Une réforme de la fiscalité n'est en rien comparable à celle de la procédure civile (aboutie), à celle de la procédure pénale (en cours), ou à celle des obligations (dans les tiroirs) : le postulat n'est pas technique. Une assiette, un taux, une procédure de recouvrement et de contrôle constituent l'assise de tout régime fiscal. Et, l'articulation de ces régimes fiscaux structure la fiscalité française, son impact sur l'économie et son efficacité sociale. Le postulat -et non l'axiome car il est démontrable- est politique en ce que, avant une déclinaison à travers des impôts, des taxes ou toutes contributions imaginables, il s'agit de déterminer, ni plus, ni moins, qu'un choix de société ancrée dans monde globalisé.

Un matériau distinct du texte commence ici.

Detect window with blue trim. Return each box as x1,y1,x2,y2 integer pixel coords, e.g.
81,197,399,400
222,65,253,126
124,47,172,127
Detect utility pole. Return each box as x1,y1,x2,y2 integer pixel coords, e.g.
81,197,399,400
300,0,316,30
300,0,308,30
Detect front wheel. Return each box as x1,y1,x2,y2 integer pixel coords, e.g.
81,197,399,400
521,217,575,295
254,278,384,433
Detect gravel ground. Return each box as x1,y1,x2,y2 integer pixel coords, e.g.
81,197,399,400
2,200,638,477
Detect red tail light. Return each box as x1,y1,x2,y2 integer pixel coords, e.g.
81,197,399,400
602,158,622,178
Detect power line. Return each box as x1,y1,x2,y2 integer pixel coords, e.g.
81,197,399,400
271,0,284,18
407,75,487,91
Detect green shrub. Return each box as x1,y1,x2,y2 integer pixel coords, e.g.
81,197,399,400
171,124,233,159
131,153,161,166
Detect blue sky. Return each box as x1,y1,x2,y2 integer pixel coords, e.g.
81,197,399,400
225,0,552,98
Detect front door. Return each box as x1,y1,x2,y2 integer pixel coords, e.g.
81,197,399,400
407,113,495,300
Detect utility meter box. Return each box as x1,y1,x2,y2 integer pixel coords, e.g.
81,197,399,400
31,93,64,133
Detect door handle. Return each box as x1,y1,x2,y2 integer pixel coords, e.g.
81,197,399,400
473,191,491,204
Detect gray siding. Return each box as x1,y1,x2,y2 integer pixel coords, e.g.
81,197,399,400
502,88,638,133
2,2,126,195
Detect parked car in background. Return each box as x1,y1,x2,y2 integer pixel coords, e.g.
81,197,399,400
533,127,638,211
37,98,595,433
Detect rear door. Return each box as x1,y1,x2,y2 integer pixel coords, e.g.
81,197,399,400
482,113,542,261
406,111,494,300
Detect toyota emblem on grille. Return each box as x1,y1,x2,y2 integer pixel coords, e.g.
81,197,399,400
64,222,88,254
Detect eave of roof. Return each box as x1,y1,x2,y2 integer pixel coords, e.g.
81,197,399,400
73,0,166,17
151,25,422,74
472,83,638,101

Taxer les revenus ou taxer le patrimoine, taxer l'acquisition du patrimoine ou taxer sa conservation, taxer la transmission entre vifs du patrimoine ou taxer sa transmission à cause de mort.... Tel est l'enjeu fondamental de l'impôt du XXIème siècle : choisir entre ces différentes taxations, quand la France, à la pression fiscale parmi les plus élevées du monde, refuse de choisir, et donc de renoncer, imposant plus de quatre fois un même revenu (sa perception, son remploi, la conservation de son remploi, la transmission de son remploi, et ainsi de suite).
"C'est un travers de notre démocratie de courir aveuglément aux réformes. On demande une réforme... et elle n'est pas plus tôt votée qu'on s'en détourne, qu'on court à une autre" (Aristide Briand).
Aussi, encore faut-il concevoir ce choix de taxation à l'aune des grands principes républicains que sont la liberté (d'entreprendre et de capitaliser), l'égalité (accorder les mêmes chances d'élévation sociale à chacun) et la fraternité (la vocation redistributive de l'impôt). Or, taxer le patrimoine, si c'est dans le but de promouvoir l'égalité, voire l'égalitarisme, c'est restreindre la liberté de capitaliser les fruits du travail ; et si taxer les revenus, c'est assurément satisfaire au principe d'égalité sans écorner la liberté d'entreprendre et de capitaliser, c'est sacrifier la fraternité sur l'autel de la fiscalité. C'est pourquoi le savant dosage entre ces trois maximes ornant les frontons des édifices publics commandent à l'impôt.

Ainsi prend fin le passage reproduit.